Dickinson’s singularity, his refusal to repeat himself, goes against the grain of much of postwar art as well. His explorations of figure/ground relationships, shifts in scale, and the collapsing of near and far—I am thinking of his painting “Girl on Tennis Court-” (1926)—bespeaks an ambition that surpasses his contemporaries, including Hopper, and ranks him among the significant mid-century Modernists. His premier coup paintings were influential for Fairfield Porter, Alex Katz, Robert Berlind, and Merrill Wagner, his rejection of contour and entangling of near and far paved the way for Catherine Murphy and Helen Miranda Wilson, and his wet-into-wet brushwork and labor intensive, heavily reworked paintings set an example for Willem de Kooning, whom he met through his lifelong friend, Jack Tworkov. In their subtle tonalities and stillness one sees a precedent for Vija Celmins, while his multiple perspectives were most likely important for Robert Birmelin. For all of the so-called inconsistencies running through his project, Dickinson was beloved by, as well as important to, many younger and very different artists. Fecundity of this sort is hardly true of an eccentric.

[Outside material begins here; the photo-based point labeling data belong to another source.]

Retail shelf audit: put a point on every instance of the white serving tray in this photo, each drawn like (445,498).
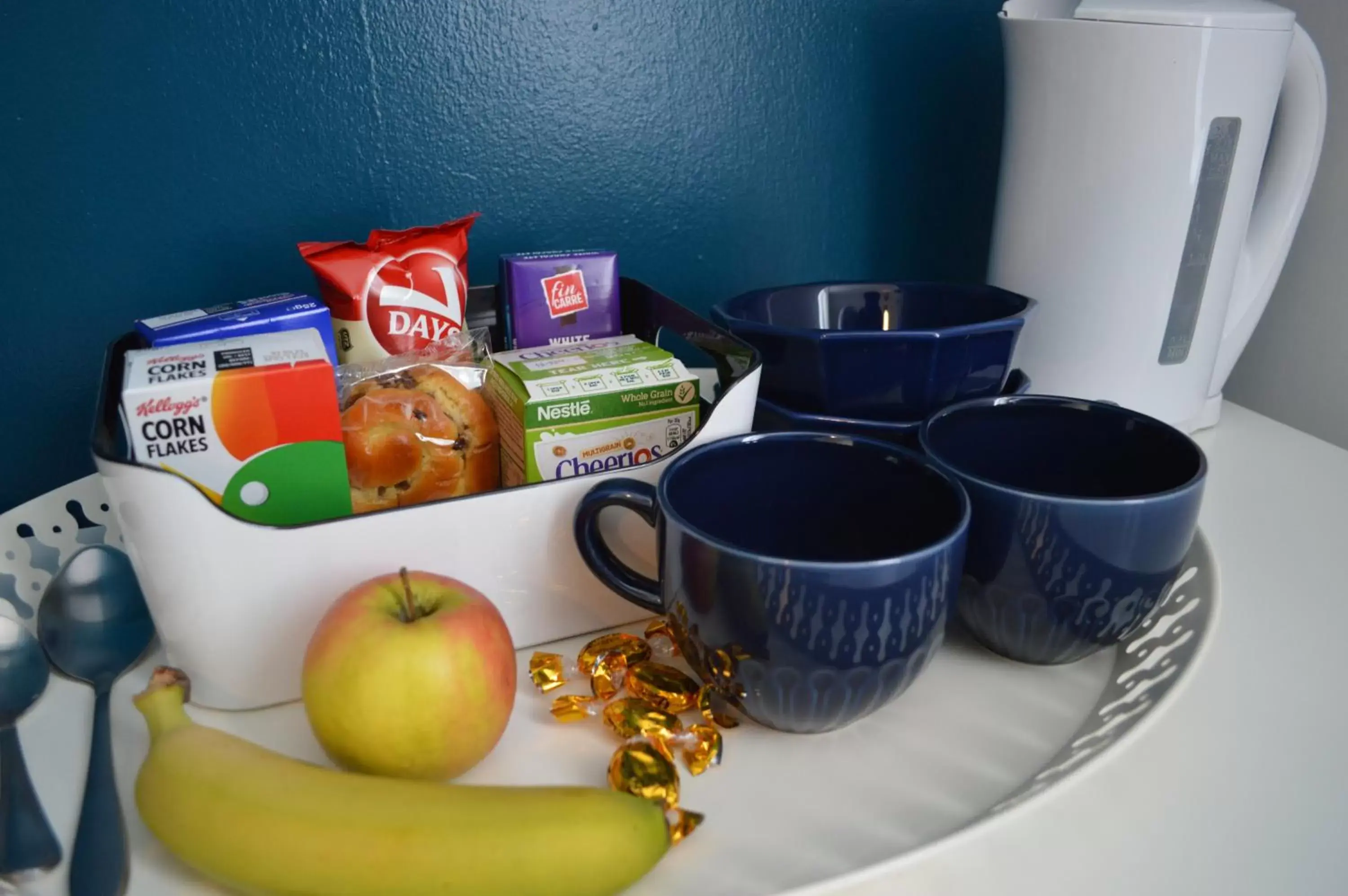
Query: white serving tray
(975,737)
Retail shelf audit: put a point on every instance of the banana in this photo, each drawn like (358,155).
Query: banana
(261,822)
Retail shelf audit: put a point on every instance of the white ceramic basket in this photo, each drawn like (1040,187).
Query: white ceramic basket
(235,603)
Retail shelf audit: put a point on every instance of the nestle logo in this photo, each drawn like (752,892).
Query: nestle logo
(168,406)
(565,294)
(563,412)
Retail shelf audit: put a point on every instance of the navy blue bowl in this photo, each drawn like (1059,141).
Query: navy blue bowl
(878,351)
(774,418)
(1082,516)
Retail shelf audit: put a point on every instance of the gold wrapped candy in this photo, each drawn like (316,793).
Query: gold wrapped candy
(546,670)
(662,686)
(660,628)
(607,675)
(573,708)
(633,716)
(681,822)
(633,648)
(639,700)
(708,702)
(643,767)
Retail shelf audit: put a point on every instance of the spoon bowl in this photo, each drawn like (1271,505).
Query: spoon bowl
(95,625)
(93,620)
(26,836)
(23,671)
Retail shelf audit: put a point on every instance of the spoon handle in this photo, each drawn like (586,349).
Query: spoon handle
(99,859)
(26,836)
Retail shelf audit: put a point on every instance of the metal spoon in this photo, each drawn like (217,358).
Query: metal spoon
(26,836)
(95,625)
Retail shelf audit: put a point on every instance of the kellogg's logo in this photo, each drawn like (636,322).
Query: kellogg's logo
(565,294)
(168,406)
(416,300)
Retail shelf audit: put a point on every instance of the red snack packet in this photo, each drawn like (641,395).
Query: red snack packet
(398,292)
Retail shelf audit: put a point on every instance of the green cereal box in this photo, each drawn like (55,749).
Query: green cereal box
(588,408)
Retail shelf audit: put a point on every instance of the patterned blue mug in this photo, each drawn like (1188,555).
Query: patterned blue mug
(807,577)
(1083,512)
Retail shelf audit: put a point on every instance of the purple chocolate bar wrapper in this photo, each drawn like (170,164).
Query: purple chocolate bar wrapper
(530,321)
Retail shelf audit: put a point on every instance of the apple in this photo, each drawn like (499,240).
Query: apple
(410,675)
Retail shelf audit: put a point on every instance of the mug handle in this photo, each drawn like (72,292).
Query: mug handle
(635,496)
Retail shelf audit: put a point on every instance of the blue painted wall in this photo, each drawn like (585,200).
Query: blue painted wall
(161,155)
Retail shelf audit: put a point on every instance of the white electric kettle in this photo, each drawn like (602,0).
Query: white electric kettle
(1148,195)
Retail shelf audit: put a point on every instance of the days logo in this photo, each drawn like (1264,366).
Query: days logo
(168,406)
(416,300)
(565,294)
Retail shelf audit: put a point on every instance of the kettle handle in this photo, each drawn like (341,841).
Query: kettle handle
(1288,173)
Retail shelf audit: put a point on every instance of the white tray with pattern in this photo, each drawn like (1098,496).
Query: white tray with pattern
(975,737)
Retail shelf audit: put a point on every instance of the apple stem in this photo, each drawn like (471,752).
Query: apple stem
(409,603)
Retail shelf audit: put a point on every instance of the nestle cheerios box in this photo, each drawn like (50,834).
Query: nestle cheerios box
(588,408)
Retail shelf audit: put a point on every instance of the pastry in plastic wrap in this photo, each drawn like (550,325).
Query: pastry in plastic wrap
(417,436)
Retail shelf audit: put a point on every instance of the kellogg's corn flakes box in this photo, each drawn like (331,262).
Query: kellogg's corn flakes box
(253,422)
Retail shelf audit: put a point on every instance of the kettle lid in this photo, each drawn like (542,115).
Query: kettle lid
(1251,15)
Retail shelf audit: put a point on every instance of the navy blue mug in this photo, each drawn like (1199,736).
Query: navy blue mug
(807,577)
(1083,514)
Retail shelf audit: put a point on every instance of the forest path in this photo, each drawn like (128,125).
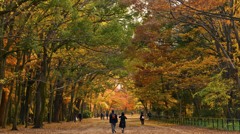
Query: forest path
(97,126)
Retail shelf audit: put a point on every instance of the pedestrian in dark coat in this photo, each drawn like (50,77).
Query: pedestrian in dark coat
(122,123)
(80,117)
(113,120)
(142,118)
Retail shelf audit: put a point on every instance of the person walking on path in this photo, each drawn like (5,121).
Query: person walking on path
(80,117)
(113,120)
(142,118)
(122,123)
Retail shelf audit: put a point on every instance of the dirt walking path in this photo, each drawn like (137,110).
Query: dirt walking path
(97,126)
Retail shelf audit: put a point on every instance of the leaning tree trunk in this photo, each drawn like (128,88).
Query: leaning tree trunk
(17,92)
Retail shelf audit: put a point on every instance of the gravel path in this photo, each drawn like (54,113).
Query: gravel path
(97,126)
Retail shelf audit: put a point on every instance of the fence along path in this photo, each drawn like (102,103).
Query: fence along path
(97,126)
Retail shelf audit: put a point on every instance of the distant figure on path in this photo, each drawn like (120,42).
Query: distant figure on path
(122,123)
(80,117)
(142,118)
(107,115)
(113,120)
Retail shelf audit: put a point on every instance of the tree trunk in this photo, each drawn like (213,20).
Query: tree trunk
(58,102)
(40,94)
(71,113)
(17,92)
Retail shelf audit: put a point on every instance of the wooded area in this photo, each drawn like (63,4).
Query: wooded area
(174,58)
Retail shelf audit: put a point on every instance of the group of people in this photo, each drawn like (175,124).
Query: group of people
(113,120)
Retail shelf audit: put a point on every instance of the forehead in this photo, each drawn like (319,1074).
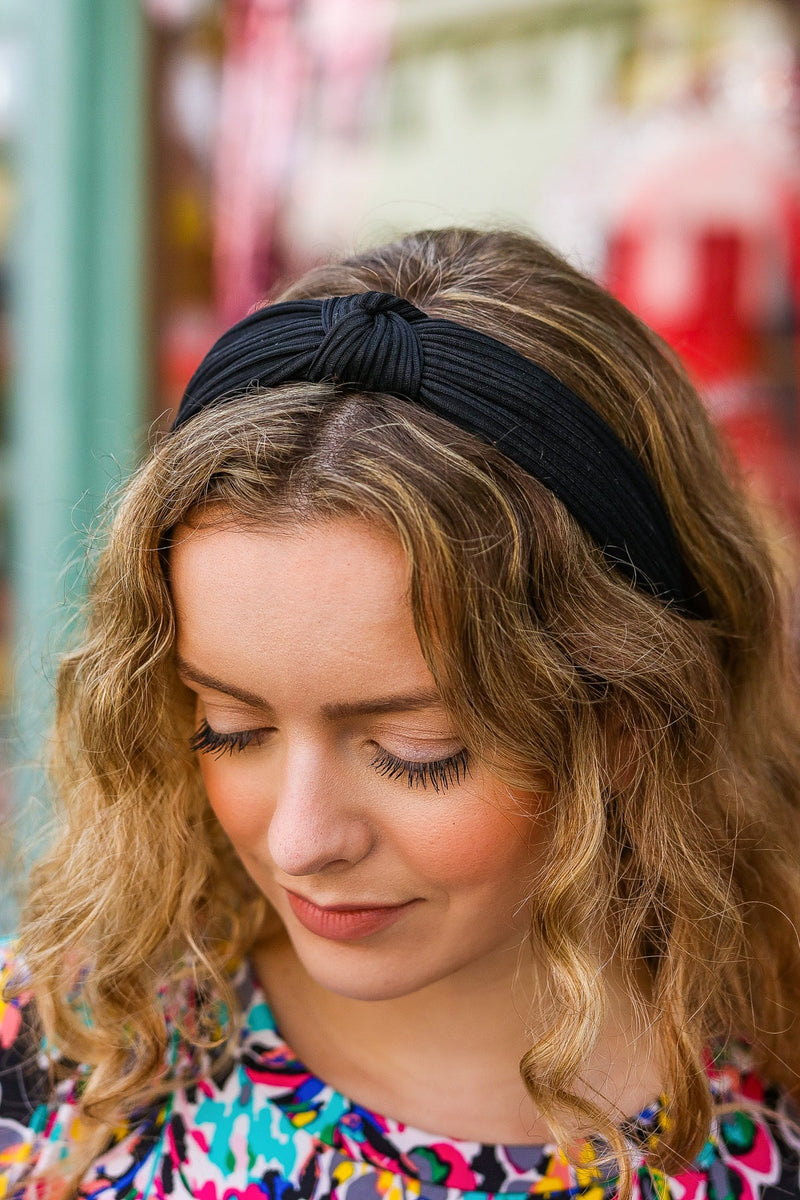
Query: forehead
(300,603)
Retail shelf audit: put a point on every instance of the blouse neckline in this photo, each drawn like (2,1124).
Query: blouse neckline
(360,1134)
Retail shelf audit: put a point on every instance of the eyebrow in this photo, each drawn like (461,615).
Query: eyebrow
(402,702)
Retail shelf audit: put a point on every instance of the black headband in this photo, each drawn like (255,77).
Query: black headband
(378,342)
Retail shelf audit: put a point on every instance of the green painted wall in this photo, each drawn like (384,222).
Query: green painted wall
(77,409)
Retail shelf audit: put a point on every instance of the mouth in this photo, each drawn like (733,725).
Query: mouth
(346,923)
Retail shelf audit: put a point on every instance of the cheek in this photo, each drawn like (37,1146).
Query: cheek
(235,798)
(481,845)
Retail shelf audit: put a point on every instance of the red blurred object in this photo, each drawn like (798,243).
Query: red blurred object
(707,250)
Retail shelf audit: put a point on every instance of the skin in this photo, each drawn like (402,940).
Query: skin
(302,640)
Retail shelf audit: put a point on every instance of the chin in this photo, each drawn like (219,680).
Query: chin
(364,973)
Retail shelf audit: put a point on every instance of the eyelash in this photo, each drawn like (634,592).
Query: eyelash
(208,741)
(439,774)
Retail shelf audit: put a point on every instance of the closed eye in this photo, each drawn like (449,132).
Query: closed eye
(208,741)
(439,773)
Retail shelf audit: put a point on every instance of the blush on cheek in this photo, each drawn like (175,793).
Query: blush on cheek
(238,807)
(475,846)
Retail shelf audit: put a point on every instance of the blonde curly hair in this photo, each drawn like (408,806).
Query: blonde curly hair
(683,857)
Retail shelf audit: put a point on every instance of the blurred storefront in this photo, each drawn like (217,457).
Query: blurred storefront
(655,142)
(166,163)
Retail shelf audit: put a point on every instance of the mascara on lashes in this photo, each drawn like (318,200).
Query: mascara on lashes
(439,773)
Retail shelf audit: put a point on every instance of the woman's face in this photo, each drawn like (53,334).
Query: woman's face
(392,858)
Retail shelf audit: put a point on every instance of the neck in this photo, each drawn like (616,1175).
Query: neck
(429,1059)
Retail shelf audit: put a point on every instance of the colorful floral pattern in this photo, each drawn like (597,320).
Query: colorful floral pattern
(265,1128)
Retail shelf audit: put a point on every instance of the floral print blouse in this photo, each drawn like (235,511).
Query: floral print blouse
(265,1128)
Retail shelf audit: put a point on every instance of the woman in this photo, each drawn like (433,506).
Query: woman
(437,709)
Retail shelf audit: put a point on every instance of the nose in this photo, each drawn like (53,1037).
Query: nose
(317,821)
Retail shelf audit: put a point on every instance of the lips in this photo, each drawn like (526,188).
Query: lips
(344,923)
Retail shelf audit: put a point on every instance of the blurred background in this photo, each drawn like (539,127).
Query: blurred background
(164,163)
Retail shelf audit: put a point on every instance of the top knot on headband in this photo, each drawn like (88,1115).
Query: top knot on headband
(378,342)
(370,341)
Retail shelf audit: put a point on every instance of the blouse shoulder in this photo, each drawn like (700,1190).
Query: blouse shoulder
(24,1075)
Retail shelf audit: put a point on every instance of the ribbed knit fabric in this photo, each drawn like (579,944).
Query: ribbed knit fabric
(380,343)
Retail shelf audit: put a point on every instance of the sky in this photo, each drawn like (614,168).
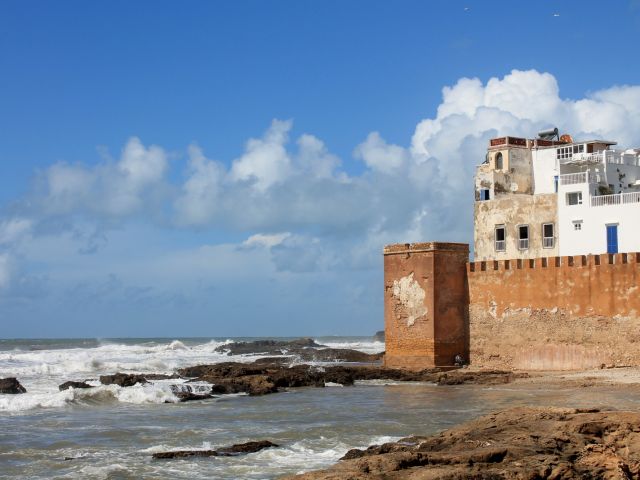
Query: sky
(234,168)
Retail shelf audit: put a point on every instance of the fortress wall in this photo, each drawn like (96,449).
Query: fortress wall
(425,302)
(555,313)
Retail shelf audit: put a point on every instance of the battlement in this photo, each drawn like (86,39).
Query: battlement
(577,261)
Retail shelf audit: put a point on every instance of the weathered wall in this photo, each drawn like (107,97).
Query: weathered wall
(555,313)
(511,211)
(425,302)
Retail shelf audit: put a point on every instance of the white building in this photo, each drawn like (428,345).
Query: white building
(543,197)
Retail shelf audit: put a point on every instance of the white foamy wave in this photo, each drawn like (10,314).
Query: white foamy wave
(372,346)
(148,393)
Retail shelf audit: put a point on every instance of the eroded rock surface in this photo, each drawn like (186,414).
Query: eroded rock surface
(522,443)
(72,384)
(260,378)
(304,349)
(233,450)
(11,385)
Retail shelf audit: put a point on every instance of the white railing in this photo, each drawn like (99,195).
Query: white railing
(576,178)
(618,199)
(619,158)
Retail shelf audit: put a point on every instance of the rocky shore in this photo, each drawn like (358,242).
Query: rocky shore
(520,443)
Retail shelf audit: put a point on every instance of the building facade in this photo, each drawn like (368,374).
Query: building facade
(546,198)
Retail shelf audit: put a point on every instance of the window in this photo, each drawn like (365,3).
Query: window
(523,237)
(547,235)
(500,238)
(574,198)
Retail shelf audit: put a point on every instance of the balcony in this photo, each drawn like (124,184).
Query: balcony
(577,178)
(618,199)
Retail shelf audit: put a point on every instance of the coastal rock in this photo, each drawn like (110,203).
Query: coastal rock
(11,385)
(72,384)
(518,443)
(266,346)
(130,379)
(233,450)
(122,379)
(260,379)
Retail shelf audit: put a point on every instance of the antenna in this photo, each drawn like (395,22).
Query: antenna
(549,134)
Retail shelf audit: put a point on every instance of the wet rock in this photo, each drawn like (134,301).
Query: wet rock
(130,379)
(263,378)
(123,379)
(267,346)
(233,450)
(11,385)
(72,384)
(516,443)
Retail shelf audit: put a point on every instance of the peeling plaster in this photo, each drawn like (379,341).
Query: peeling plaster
(411,296)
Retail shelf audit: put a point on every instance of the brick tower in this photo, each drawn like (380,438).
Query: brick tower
(426,304)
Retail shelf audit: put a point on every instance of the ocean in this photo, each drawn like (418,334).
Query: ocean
(110,432)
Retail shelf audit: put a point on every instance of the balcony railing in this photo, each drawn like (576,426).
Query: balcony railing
(618,199)
(576,178)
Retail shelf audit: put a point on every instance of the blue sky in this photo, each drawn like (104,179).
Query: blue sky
(234,168)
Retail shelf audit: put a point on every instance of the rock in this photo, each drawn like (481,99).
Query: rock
(122,379)
(262,378)
(71,384)
(267,346)
(233,450)
(521,442)
(11,385)
(130,379)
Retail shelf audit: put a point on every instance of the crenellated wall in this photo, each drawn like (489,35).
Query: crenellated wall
(556,313)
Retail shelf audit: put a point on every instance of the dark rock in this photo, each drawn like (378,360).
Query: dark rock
(71,384)
(233,450)
(122,379)
(11,386)
(525,442)
(267,346)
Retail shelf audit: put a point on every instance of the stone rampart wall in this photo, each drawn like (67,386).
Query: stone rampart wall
(555,313)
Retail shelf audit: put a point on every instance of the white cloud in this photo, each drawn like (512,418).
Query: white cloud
(5,271)
(198,201)
(263,240)
(265,161)
(379,155)
(14,229)
(114,190)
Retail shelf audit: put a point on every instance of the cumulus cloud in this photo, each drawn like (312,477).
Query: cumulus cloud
(112,189)
(333,219)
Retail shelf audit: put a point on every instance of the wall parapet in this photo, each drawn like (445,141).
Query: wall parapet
(423,247)
(572,261)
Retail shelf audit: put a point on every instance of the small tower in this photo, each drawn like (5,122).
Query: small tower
(426,304)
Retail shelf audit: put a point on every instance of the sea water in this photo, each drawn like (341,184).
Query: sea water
(112,432)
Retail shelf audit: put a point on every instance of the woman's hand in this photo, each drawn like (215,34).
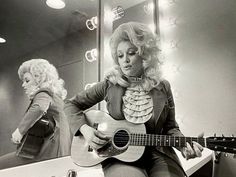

In the diversity of his subject matter (nudes, Provincetown landscapes, homely still-lifes, portraits and self-portraits, Arctic explorations, the Civil War, fossils, sleeping figures, imaginary scenes) and the very different ways in which Dickinson applied paint from one work to the next, one senses the restlessness of an artist who was seldom satisfied and who was always ready to task himself with impracticable goals. By refusing to codify sensations of light, Dickinson tried to remain open to the world, both the palpable and intangible. It is as if the impossible is the only thing worth doing. And in relegating him to the category of unconventional, the art world reveals how much it values proscribed aesthetic salvation over vulnerability and openness to life’s vicissitudes.